A Restaurant Story

Ira B. Matetsky, a longtime reader of this site, recently e-mailed to remind me that years ago, I said I was going to tell this story here and I never did. It's probably not worth the wait but here goes…

This happened in the early-to-mid nineties and I was dating an actress. As I've learned, when you go out with an actress, it's almost impossible to buy her one meal. Wherever you take them, whatever they order, they almost always eat half of it and then take the rest "to go" for the next day. This includes one who was a regular on a hit TV series at the time and probably making a lot more money than me.

It has even been true when I've taken one to a buffet where they don't pack what's left on your plate "to go." In those instances, the actress will get a few extra items from the buffet, wrap them in napkins (or in one case, some Ziploc® bags she'd brought for just this purpose) and slip tomorrow's lunch into their purse. I think this double-dipping may be some sort of requirement if you have a S.A.G. card.

The actress in this story liked red meat and she liked milk so when we went out, we always went someplace where she could get both. Our anecdote takes place at Lawry's, a famous eatery that serves huge slices of prime rib carved tableside. These days when I go there, I order the English Cut, which is the smallest portion and I, like my date if she's an actress, eat half and take the rest home. But this story was a few years before my Gastric Bypass operation so I ordered the largest serving, which was the Diamond Jim Brady cut and I had it with mashed potatoes and creamed corn.

My actress friend ordered the same thing but she, of course, was ordering for two meals. I found on the Internet someone's photo from a Lawry's of the Diamond Jim Brady cut with mashed potatoes and creamed corn. Take a look at it. One of these, at this level of doneness is exactly what was placed before each of us…

Pretty massive, huh? If it looks familiar, you might remember when a similar portion made Fred Flintstone's car tip over.

My friend planned to eat half of hers (if that much) and take the rest home to feed herself for the next week or so. I was thinking of doing that but I ate and ate and pretty soon, there wasn't enough left to take with me. So I was just resting a bit before tackling the last two or three bites on my plate.

She was drinking milk. One thing you need to know about Lawry's is that they have the greatest service in the world. There are always men scurrying about to get you a fresh napkin or a clean fork. When you take a sip from your glass of water, there's a man there in seconds with a pitcher to top it off and replace that sip. My date finished off her second glass of milk and almost instantly, there was someone there to place a third glass of milk before her.

She picked it up and the entire bottom of the glass fell off it, splashing milk all over our table, all over what was left of our dinners, all over us.

This apparently is not that unusual in restaurants. I just Googled the matter and found this on a message board from some time ago…
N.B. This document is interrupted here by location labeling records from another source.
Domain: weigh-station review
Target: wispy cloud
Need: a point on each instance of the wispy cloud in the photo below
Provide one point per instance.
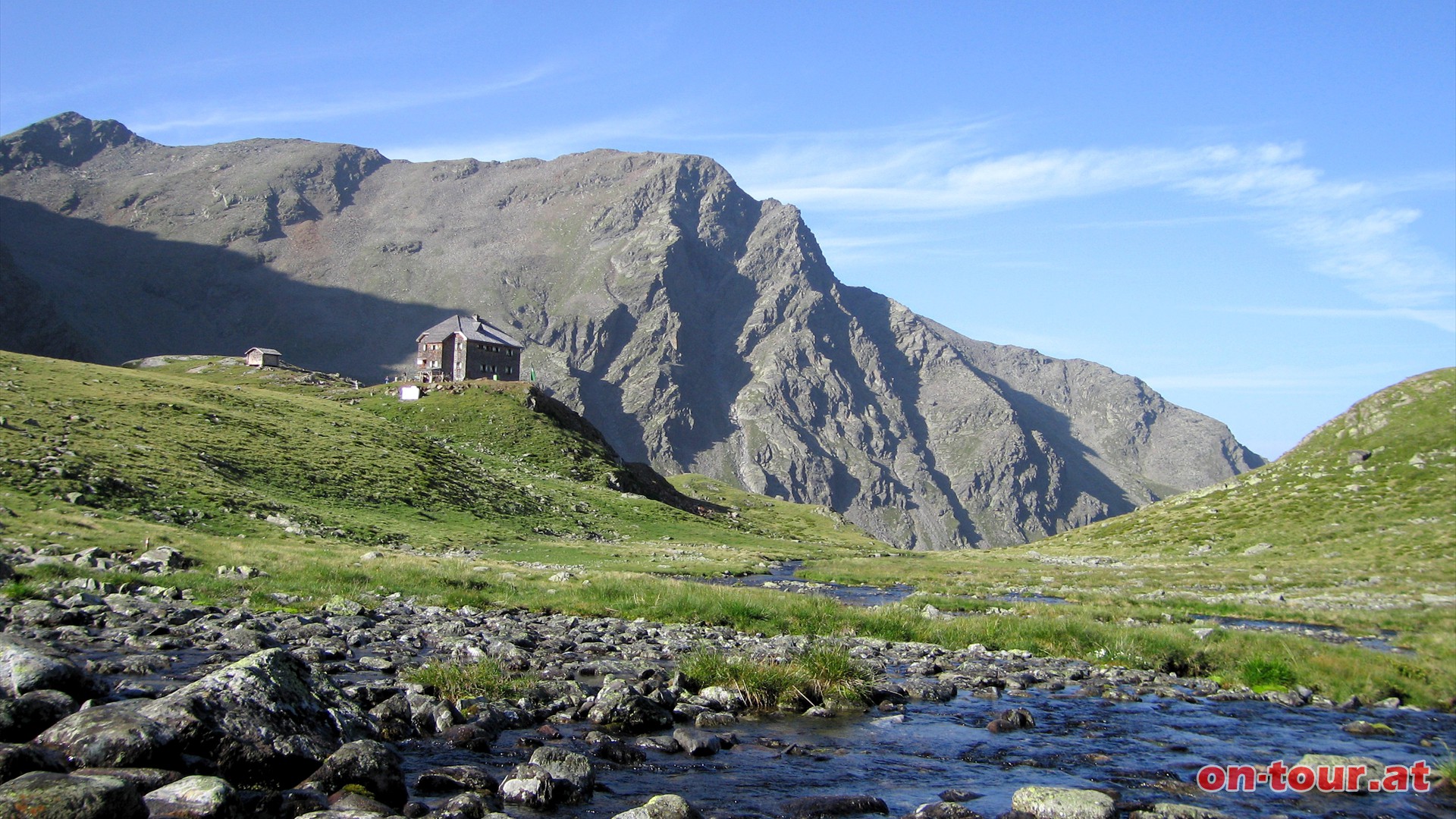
(1442, 318)
(1270, 379)
(1348, 229)
(302, 111)
(548, 143)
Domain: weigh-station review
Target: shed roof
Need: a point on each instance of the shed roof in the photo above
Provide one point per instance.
(473, 328)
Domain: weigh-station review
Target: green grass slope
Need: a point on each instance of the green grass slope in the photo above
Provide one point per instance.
(224, 449)
(1324, 535)
(469, 496)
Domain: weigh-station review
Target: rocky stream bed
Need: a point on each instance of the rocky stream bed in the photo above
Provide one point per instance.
(137, 701)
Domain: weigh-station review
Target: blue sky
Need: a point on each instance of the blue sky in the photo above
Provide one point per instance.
(1248, 205)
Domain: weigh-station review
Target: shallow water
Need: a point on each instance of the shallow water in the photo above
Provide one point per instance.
(1147, 751)
(783, 577)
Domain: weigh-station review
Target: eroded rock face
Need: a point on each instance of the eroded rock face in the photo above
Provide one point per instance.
(115, 735)
(1062, 803)
(63, 796)
(701, 330)
(268, 719)
(666, 806)
(363, 763)
(30, 667)
(573, 773)
(196, 798)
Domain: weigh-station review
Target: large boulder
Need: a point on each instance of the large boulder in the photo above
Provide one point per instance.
(529, 786)
(696, 742)
(41, 795)
(367, 764)
(623, 708)
(24, 717)
(573, 771)
(115, 735)
(837, 805)
(17, 760)
(666, 806)
(196, 798)
(455, 779)
(1062, 803)
(30, 667)
(267, 720)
This happens in restaurants more than you might imagine. The dishwashers in these places are steaming hot and glasses are sometimes grabbed before they can cool and they're filled with cold liquids. This causes the very molecules of the glass to explode in all directions and the bottom of the glass comes off in a clean break.

What happened next happened so fast I couldn't believe it. Four Lawry's bus boys or attendants or whatever you call them were suddenly on us. In a second, they took everything off our table, mopped up the remaining milk, dried the table, put down a new tablecloth and replaced the pepper, the place settings, the little jar of Lawry's Seasoned Salt, everything. And in a flash, they put two brand-new, untouched Diamond Jim Brady cuts of prime rib before us, complete with mashed potatoes and creamed corn.

It was like someone had turned back time to the moment just after we were served and before we dug in. I tried to tell them we didn't (well, I didn't) need an entire new dinner but it was done so fast I couldn't stop it. A few of the nearby diners actually applauded how rapidly they'd removed all traces of the accident. The plates we were staring at each looked exactly like this…

My actress friend was delighted. She now had enough beef to last her the rest of the month so she called for a box. I wasn't about to tuck into this one so I said, "Bring me a box, too." I paid the check — and yes, they just charged for my dinner, her dinner and a lot of milk — and we got up to go. We were just leaving the table with our little doggie boxes when I heard a man at the table opposite us say, "Nice trick there with the milk. I'll have to try that some time."

I hadn't noticed him there before but I recognized him, mostly from his voice. It might make his line more effective if you re-read it with him in mind. It was Jack Nicholson.